Speed-Torque Characteristics of DC Shunt Motor
The speed-torque characteristics of DC shunt motor are also known as mechanical characteristics. They can be obtained from torque-current and speed-current characteristics of DC shunt motor.
The expression for back e.m.f in a DC motor is given by,
\[{{E}_{b}}={{k}_{a}}\phi N\text{ }\left[ {{k}_{a}}=\frac{ZP}{60A} \right]…(1)\]
Also, we have,
\[{{E}_{b}}=V-{{I}_{a}}{{R}_{a}}…(2)\]
On equating equations (1) and (2), we get,
\[{{k}_{a}}\phi N=V-{{I}_{a}}{{R}_{a}}\]
\[N=\frac{1}{{{k}_{a}}\phi }\left[ V-{{I}_{a}}{{R}_{a}} \right]…(3)\]
The expression for torque of a DC motor is given by,
\[T={{k}_{a}}\phi {{I}_{a}}\]
\[{{I}_{a}}=\frac{T}{{{k}_{a}}\phi }\]
Substituting the above value of Ia in equation (3), we get,
\[N=\frac{1}{{{k}_{a}}\phi }\left[ V-\left( \frac{T}{{{k}_{a}}\phi } \right){{R}_{a}} \right]\]
\[N=\frac{V}{{{k}_{a}}\phi }-\frac{T{{R}_{a}}}{{{({{k}_{a}}\phi )}^{2}}}…(4)\]
As the torque in a DC motor increases, flux (ϕ) decreases.
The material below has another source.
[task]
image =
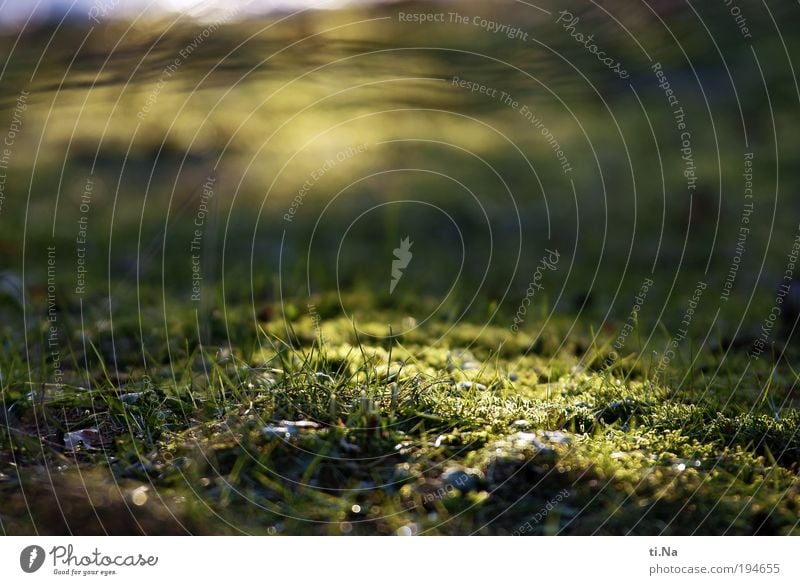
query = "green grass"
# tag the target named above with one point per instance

This is because when torque is increased, armature current increases resulting in reduction of air gap flux ϕ i.e., due to armature reaction and saturation. Therefore, for increased torque there is an increase in the value \(\frac{T}{{{\phi }^{2}}}\) of equation (4) causing a drop in the speed of the motor. However, when the effect of armature reaction is neglected, the value of flux (ϕ) remains constant due to which for increase in torque there will not be much drop in speed of the DC shunt motor. The speed-torque characteristics of a DC shunt motor are drawn as shown below. Dotted line in above figure represents the ideal speed- torque characteristics of a DC shunt motor. But, due to the reduction in flux caused by the armature reaction, the curve is obtained as shown by the thick line.
Speed-Torque Characteristics of DC Series Motor
The speed-torque characteristics of DC series motor can be obtained or derived from the torque-current and speed-current characteristics of DC series motor. Therefore, armature torque and speed has inverse relationship as shown in figure (3).
We know that,
\[N\propto \frac{{{E}_{b}}}{\phi }\propto \frac{{{E}_{b}}}{{{I}_{a}}}\]
Since on no-load the speed is dangerously high, the series motors are never started on no-load. When the motor is connected across supply mains without load, the current drawn is small and hence ϕ is small and the speed tends to increase \(\left[ N\propto \frac{{{E}_{b}}}{\phi } \right]\). With increase in speed, Eb increases \(\left[ {{E}_{b}}=\frac{\phi ZN}{60}\times \frac{P}{A} \right]\) thus the field current decreases \(\left[ {{I}_{a}}=\frac{V-{{E}_{b}}}{{{R}_{a}}} \right]\) which in tum leads to decrease in flux and hence speed increases gradually. This process continues until the armature gets damaged. Hence, series motors are not suitable for the services where the load may be entirely removed.